Flaminia Paddeu raconte la lutte contre les pollutions menée par des habitants du Bronx à New-York qui se sont appuyés sur les notions de justice environnementale et de racisme environnemental pour défendre leur cause. Principalement menée par des associations afro-américaines et latinas issues de l’action sociale, en alliance avec des associations environnementalistes animées par des Blancs, cette lutte a permis la fermeture d’une usine polluante en 2010.

Pour autant, ce succès, qui a été suivi d’un réaménagement du quartier, avec de nouveaux usages pour les populations, a conduit à une hausse des prix immobiliers ; d’où ce paradoxe d’une lutte menée d’abord par des groupes racisés issus des classes populaires qui risque de conduire à l’éviction de ces mêmes groupes. Ainsi, malgré l’existence de coalitions, les rapports de domination sont reproduits parmi les acteurs en lutte, notamment dans la captation des financements dédiés à l’action écologique. Cela interroge la façon dont les principes de justice environnementale s’inscrivent durablement dans les mobilisations écologistes, question également posée dans le cas français où les luttes dans les quartiers populaires s’appuient rarement sur une telle exigence.

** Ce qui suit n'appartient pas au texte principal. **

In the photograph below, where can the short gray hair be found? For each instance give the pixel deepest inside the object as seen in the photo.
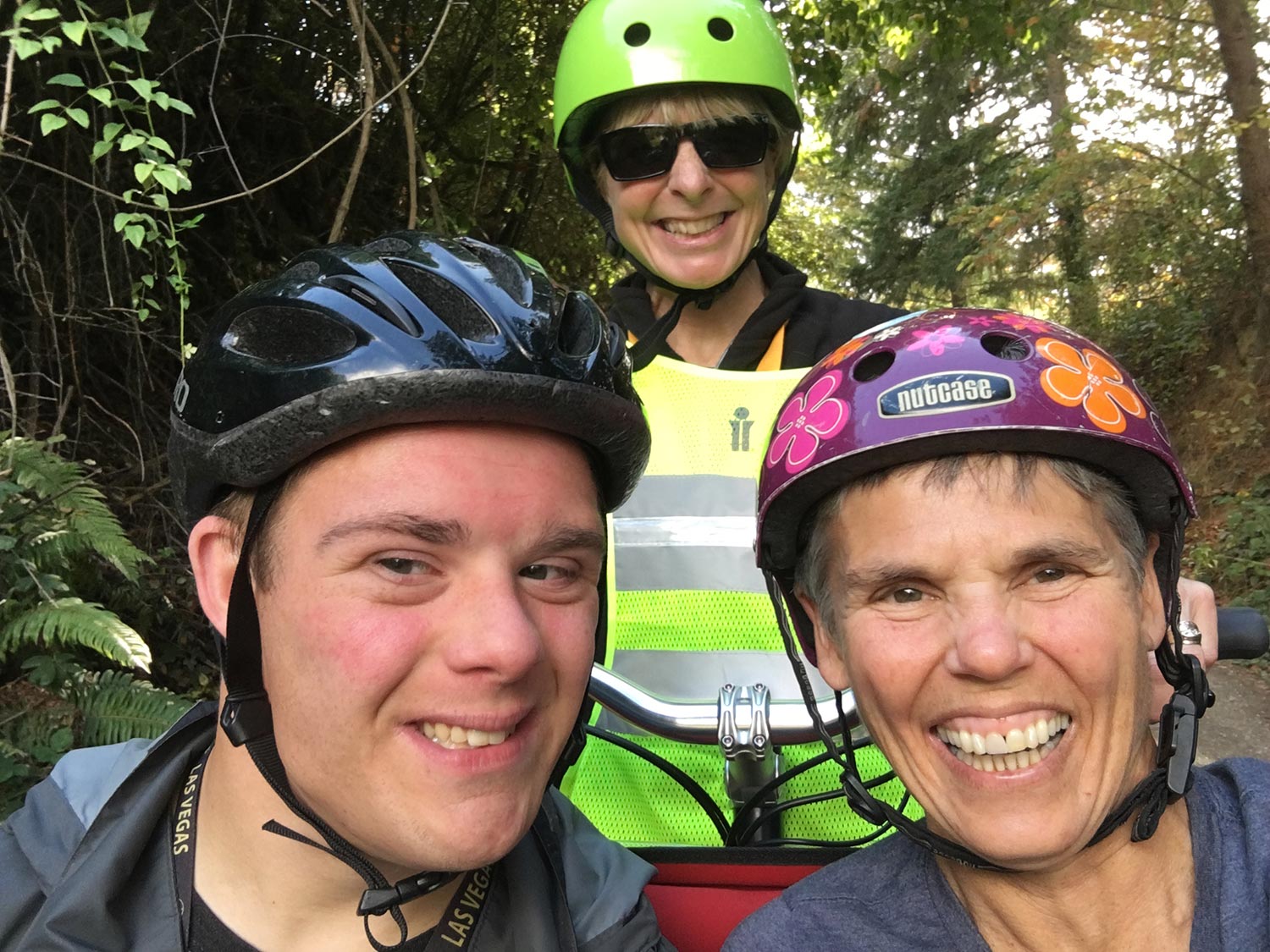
(812, 574)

Concernant le cas français, Marie Thiann-Bo Morel note tout d’abord que les inégalités environnementales ont été peu ou pas pensées sous le prisme du racisme environnemental, malgré le développement récent de travaux sur le colonialisme vert ou l’écologie décoloniale, ou encore la dénonciation des ravages du chlordécone dans les Antilles[7]. L’absence d’énonciation de la question raciale s’explique par de nombreux facteurs propres à la France, mais l’autrice montre, à partir de l’analyse de deux conflits environnementaux à la Réunion, que celle-ci traverse les mobilisations, à travers le langage utilisé, les symboles et les identités mises en avant. L’identification raciale de militants blancs, issus de l’Hexagone, produit une disqualification de leur cause qui apparait comme une domination supplémentaire sur les populations créoles.

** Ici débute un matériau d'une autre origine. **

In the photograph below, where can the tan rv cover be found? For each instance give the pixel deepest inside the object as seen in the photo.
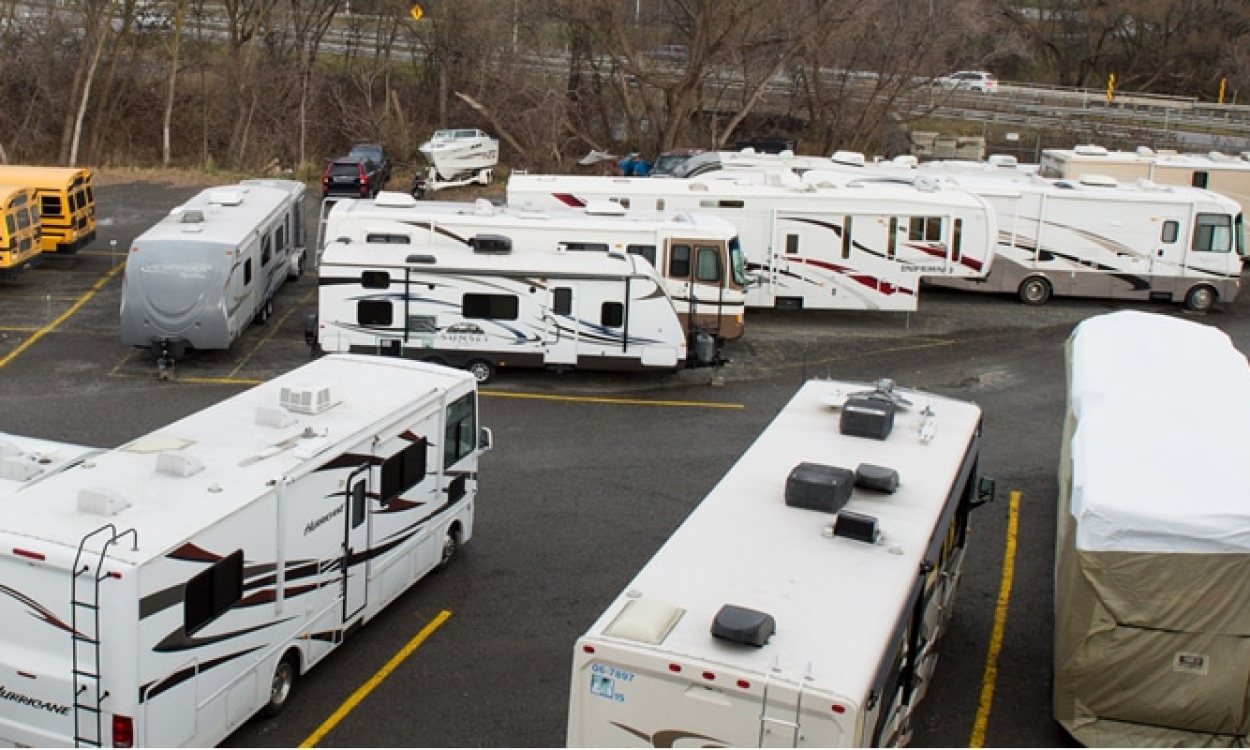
(1153, 544)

Dans un autre conflit, réclamant la fermeture de paillotes sur une plage, les militants sont soumis à l’injonction d’effacer la dimension raciale du phénomène qu’ils dénoncent (l’appropriation d’une grande partie du littoral par les Blancs) afin de se légitimer à travers un discours color-blind. Ces deux exemples montrent à la fois la prégnance de la question raciale et la difficulté à faire du racisme environnemental un cadre légitime d’explication des phénomènes sociaux. La revendication d’égalité entre ultramarins et hexagonaux est bien défendue, mais au prix d’un effacement de la question raciale.

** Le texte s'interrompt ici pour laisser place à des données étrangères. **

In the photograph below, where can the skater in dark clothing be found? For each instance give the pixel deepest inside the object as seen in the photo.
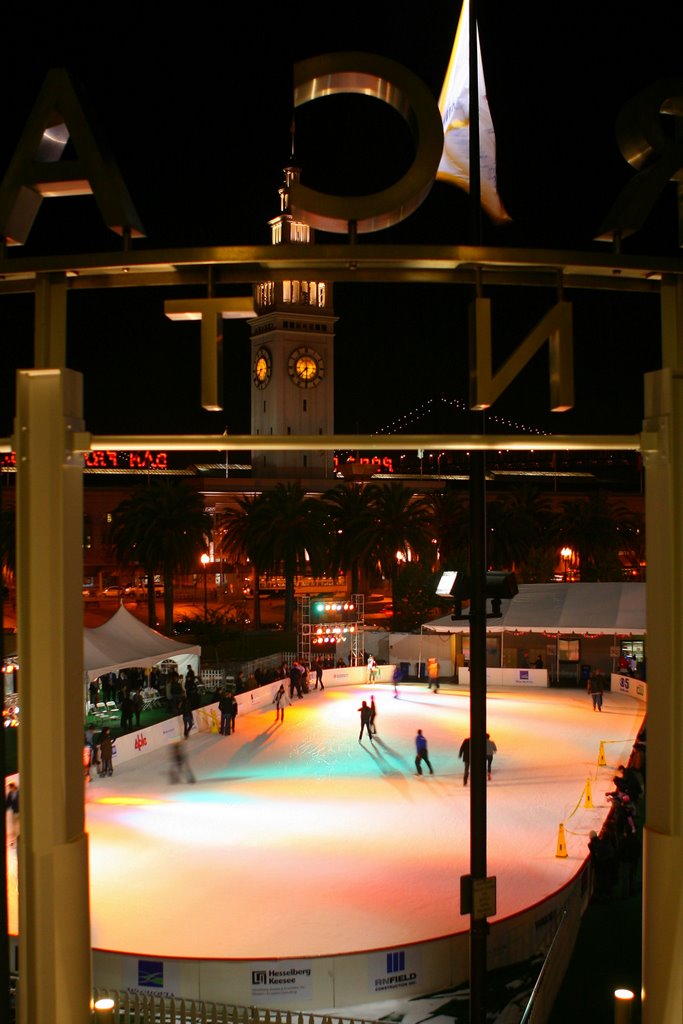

Pour conclure, Mobilisation écologiques offre donc un aperçu utile mais parfois un peu court sur certains enjeux des protestations contemporaines. En privilégiant des articles issus de recherches en sciences sociales, il invite à poursuivre de telles investigations. Le format de la collection « La vie des idées » reste cependant frustrant, particulièrement pour un domaine qui connait des développements rapides et une réelle massification, dont l’ouvrage, du fait de sa taille, peine à rendre compte.

Notes

[1] Sur les stratégies des mouvements pour le climat, voir Attac, Pour la justice climatique, stratégies en mouvement, Paris, Les Liens qui Libèrent, 2021.

[2] Voir Aurélie Trouvé et Julien Rivoire, « Unité, alliances et alternatives : quelles perspectives pour les mouvements sociaux ?« , Contretemps, juillet 2020 ; Guillaume Mercœur, « Stratégies, perspectives et limites de l’environnementalisme syndical », Les Mondes du Travail n° 29, mars 2023, dossier « Travail et écologie ».

[3] Voir le dossier « Vers de nouvelles écologies populaires ? », Écologie & politique 2021/1 (N° 62).

[4] Maxime Gaborit & Théo Grémion, « Jaunes et verts. Vers un écologisme populaire ? », La Vie des idées, 20 décembre 2019

[5] Voir par exemple Renaud Bécot, Gwenola Le Naour, Vivre et lutter dans un monde toxique. Violence environnementale et santé à l’âge du pétrole, Paris, Le Seuil, 2023.

[6] Geneviève Pruvost, Quotidien politique, Paris, La Découverte, 2021.

[7] Voir Malcom Ferdinand, Une écologie décoloniale. Penser l’écologie depuis le monde caribéen, Seuil, 2019.